Much work has been performed in applying thermodynamic calculations and reaction networks2 to rationally determine appropriate heating curves (time–temperature profiles) in solid state synthesis extracted from literature for a variety of chemical systems,3–8 requiring a combination of domain expertise and trial-and-error which can be inaccessible when dealing with new materials.9 While materials informatics and data-driven materials research through machine learning and AI has recently emerged as a new paradigm for materials research; in thermoelectric materials, the goal of materials-by-design would be augmented with a systematic development of synthesis recipes.10 Complementarily, molecular retrosynthesis planning and reaction pathway prediction has had some success and therefore provides11 a different perspective to solve this challenge.
However, data-driven approaches require (1) tedious manual extraction and (2) cleaning from the corpus of research publications, which is inefficient. To this endeavor, Natural Language Processing (NLP) algorithms stand out as efficient means of automating this process. Work by Ceder et al. demonstrated such a use-case in solid-state synthesis,12 built upon techniques such as name entity recognition13 and process classifications.14 Yet, because NLPs are domain-specific, and demand not only extensive domain knowledge but also data curation for appropriate parsing,15 deployment of NLPs to one's own research field is challenging. Therefore, there is an emerging need to develop a recipe extraction process with low transferable cost.
Language Models (LLMs) have recently emerged as an alternative tool to extract knowledge from scientific literature, enabling contextualizing and summarizing of information efficiently and robustly. This has been demonstrated across different materials science fields; chemistry,12,16–21 polymers,22 general materials,23–27 optical materials,28 crystal structures,29 and even other fields such as medicine.30–32 We then ask the question – can LLMs be used to parse information specific to fields with sparse literature and strong reporting bias, to extract synthesis recipes, but also produce a machine learning readable dataset?
Such an approach bypasses the need for specialized NLP tools, offering a streamlined method for text parsing that is more accessible to the scientific community. To further illustrate the applicability of GPT parsing, we focus on ternary chalcogenide-based materials because they are the state-of-the-art thermoelectric materials at intermediate temperatures,33 where the availability of synthesis literature is relatively smaller in size compared to the examples cited previously, meaning that the ability to tune the LLM is also limited. We consider a similar prompt engineering strategy reported by Zheng et al.34 to refine this workflow, which we describe further below.

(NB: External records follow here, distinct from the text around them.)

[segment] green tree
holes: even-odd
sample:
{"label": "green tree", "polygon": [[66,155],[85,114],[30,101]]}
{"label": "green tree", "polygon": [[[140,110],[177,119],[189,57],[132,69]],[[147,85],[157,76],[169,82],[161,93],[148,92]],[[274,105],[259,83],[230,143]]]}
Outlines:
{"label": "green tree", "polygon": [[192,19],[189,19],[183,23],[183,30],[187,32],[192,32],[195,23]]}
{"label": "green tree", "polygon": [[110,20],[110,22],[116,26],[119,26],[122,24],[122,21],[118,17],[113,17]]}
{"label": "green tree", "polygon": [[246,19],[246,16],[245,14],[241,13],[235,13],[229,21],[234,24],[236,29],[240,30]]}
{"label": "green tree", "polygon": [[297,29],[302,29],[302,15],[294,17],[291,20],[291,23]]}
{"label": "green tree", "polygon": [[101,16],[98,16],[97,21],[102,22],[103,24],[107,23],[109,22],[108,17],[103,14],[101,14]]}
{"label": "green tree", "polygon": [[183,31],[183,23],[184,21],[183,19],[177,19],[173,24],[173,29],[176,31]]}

Relying on human domain expertise, we first craft a “Gold Standard” dataset based on a publication set of 21 papers for CuInTe/Se, a well-studied mid-temperature (400–600 K) range thermoelectric material. The Gold Standard was then used to optimize a GPT-3.5 prompt set to automatically generate a second dataset, which we call the “Silver Standard”. The workflow was then used to automatically extract synthesis recipes in ABX2 and Tl-based chalcogenide systems35 directly from over 100 PDF documents. An illustration of this workflow is shown in Fig. 1.
In our results, we show that our method was able to capture relevant information effectively and infer details that were not provided with a reasonable measure of success, demonstrating potential for efficient data mining that translates to time savings. Additionally, our work showcases the generalizability of applying GPT-3.5 for parsing solid-state synthesis recipes in thermoelectrics.

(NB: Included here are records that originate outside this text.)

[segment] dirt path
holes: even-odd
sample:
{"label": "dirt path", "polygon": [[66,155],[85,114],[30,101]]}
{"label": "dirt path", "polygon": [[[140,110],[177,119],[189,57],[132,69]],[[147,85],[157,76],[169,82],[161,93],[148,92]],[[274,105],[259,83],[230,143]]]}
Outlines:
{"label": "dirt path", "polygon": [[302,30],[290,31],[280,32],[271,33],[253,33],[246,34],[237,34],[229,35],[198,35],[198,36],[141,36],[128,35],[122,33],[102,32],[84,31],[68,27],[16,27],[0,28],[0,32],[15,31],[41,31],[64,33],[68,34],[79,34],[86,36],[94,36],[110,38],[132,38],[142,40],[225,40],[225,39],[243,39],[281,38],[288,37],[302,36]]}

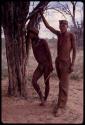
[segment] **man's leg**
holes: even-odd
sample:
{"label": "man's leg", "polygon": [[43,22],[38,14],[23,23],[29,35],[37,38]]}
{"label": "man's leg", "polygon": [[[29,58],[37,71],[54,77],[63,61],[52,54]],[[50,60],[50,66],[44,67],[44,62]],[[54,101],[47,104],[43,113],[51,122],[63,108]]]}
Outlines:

Using domain expertise, we determined that the following key aspects were most crucial to attaining pure compounds: primary heating, secondary heating, annealing, and densification.36 In papers reported, an intermediate reaction between some reactants was purposely introduced to control the reaction kinetics, such as preparing binary precursors for ternary synthesis. Primary heating is therefore defined to capture such delicate heating information which is the first temperature held for an extended period, especially as we expect that thermodynamic driving forces are likely to be caused via pairwise reactions anyway.37 Secondary heating refers to the final temperature where reactants tend to melt and diffuse unless annealing is explicitly mentioned.
To facilitate the extraction of these details, we designed specific prompts that would output the captured information in a tabular (comma separated value, .csv) format. While other studies often employ JSON12 for data extraction due to its capability to handle nested lists and multi-dimensional data, we opted for a tabular approach for ease of interpretation and prompting. This is especially pertinent for small, focused datasets such as ours, since we expect that additional complexity does not yield better results. We noted for the paper referenced which used JSON, it was challenging to quickly make sense of the dataset for visualization and analysis.

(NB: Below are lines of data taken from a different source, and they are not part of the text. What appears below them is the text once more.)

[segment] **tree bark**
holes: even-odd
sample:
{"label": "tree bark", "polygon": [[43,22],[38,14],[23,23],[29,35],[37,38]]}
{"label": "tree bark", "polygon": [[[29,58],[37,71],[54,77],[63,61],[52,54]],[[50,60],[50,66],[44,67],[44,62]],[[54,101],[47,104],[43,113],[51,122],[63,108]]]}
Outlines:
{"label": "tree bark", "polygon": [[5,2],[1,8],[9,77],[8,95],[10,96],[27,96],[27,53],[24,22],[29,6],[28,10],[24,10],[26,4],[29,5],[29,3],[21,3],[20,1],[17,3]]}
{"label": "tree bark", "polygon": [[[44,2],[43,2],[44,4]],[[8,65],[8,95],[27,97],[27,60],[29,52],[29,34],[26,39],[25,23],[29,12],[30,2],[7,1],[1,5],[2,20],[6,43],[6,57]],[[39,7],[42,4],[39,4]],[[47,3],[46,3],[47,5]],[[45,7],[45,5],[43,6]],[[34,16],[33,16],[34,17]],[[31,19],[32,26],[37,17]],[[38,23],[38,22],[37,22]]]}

Following this, we refined a set of prompts for GPT-3.5 to extract the same information, taking note to logically infer information when not provided, giving examples from the Gold Standard. The prompt set was optimized iteratively based on the following principles:
(1) All questions put together in a single prompt, without any standard formatting and based on human intuition.
(2) All questions put together in a single prompt, with standard formatting.
(3) Questions broken up into a sequence of prompts, without standard formatting.
(4) Questions broken up into a sequence of prompts, with standard formatting.
We noticed that the LLM has a hard time trying to reason/extract information from a paragraph that require human intuition. The answer gets more consistent when we provide appropriate examples in the prompt. However, when we extract too much information in one go, we found that sometimes the LLM misses certain information and other times it ‘misbehaves’ with unexpected behaviour, without adhering to the formatting instructions in our prompt set. Overall, we found that sequentially extracting information one by one with standard answers gives the best results. The iterative process is reported in prompt_engineering_progress.ipynb in the GitHub repository.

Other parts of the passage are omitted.